Closed almavi closed 2 weeks ago
Short answer: Yes, we think so.
Long answer: Our focus is on enabling our software stack for M4 (incl. SME). Like many other developers, we have 512-bit SVE code ready-to-go. This goes back to A64FX. The point of only testing the accumulation in the Z registers is that we would have tweaked the GEMM code slightly for a free speedup.
But: Given the poor performance, we are limiting our attention to MOPA and Neon. Please feel free to submit a PR if you'd like to add another micro to the repo. We'll return to the SME vector capabilities once we are done with the GEMMs. FYI: We are actively working on this. Right now it's the mundane task of encoding the necessary SME instructions, detecting M4, and getting our JITters to run on iOS. I understand that our small homepage does not show the full scope of our project. Hopefully this will become clearer when we are more advanced.

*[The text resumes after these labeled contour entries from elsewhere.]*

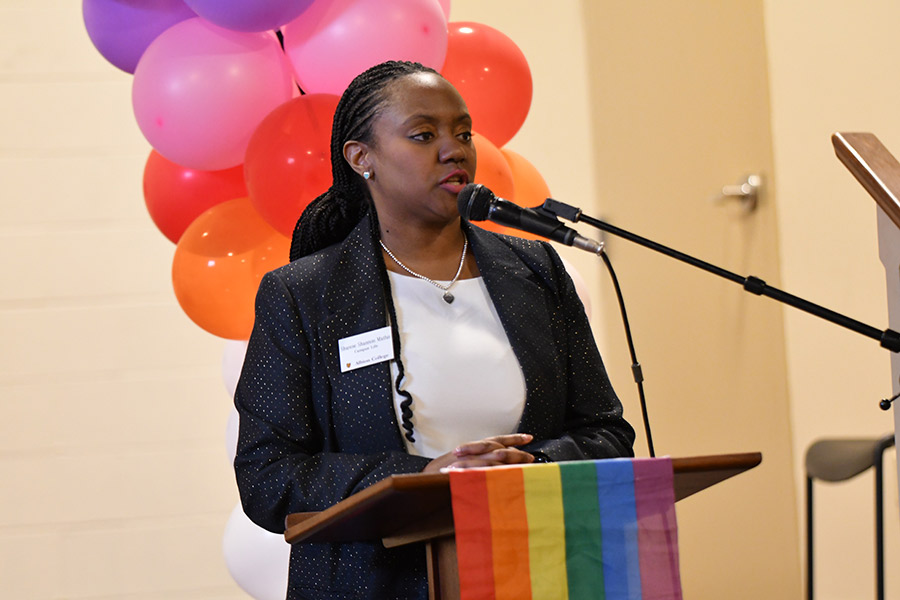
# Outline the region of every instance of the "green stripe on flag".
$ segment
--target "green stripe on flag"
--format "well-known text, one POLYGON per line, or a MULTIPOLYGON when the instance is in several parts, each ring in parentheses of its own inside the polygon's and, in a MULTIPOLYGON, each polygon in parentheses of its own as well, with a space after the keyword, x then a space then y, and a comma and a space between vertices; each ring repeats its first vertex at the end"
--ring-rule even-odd
POLYGON ((566 522, 566 566, 571 600, 604 600, 603 539, 594 461, 560 466, 566 522))

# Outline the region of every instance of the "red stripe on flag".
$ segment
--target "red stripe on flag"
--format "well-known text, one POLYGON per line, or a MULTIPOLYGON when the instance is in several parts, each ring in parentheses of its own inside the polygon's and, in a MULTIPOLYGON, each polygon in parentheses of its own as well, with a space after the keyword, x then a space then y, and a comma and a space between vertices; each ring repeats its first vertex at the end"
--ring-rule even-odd
POLYGON ((491 514, 485 471, 451 471, 460 600, 495 600, 491 514))
POLYGON ((487 471, 497 600, 531 600, 528 516, 522 467, 487 471))

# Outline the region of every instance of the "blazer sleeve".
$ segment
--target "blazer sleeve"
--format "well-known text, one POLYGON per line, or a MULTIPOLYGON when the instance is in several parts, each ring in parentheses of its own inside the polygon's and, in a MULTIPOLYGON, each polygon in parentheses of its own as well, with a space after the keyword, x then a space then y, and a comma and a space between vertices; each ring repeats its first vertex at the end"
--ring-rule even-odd
POLYGON ((586 460, 634 456, 634 429, 623 417, 622 403, 613 391, 584 305, 575 284, 556 252, 545 245, 555 274, 558 313, 554 329, 565 363, 563 427, 536 439, 523 450, 538 461, 586 460))
POLYGON ((428 462, 397 450, 353 454, 333 447, 327 378, 313 374, 314 342, 303 323, 288 287, 268 273, 235 392, 240 426, 234 468, 247 516, 276 533, 284 531, 290 513, 324 510, 428 462))

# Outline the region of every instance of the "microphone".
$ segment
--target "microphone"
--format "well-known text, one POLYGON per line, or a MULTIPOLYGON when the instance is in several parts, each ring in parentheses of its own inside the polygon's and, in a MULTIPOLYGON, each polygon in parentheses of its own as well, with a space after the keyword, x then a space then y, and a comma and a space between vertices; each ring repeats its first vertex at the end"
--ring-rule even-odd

It is likely that maximum FMLA (not outer product) performance is achieved using the multi-register FMA instructions that target the ZA array, instead of Z registers. For instance:
https://developer.arm.com/documentation/ddi0602/2024-03/SME-Instructions/FMLA--multiple-and-single-vector---Multi-vector-floating-point-fused-multiply-add-by-vector-
Most likely, the 4 register version of FMLA would offer the best performance, specially compared with regular SVE FMLA instructions targeting Z registers.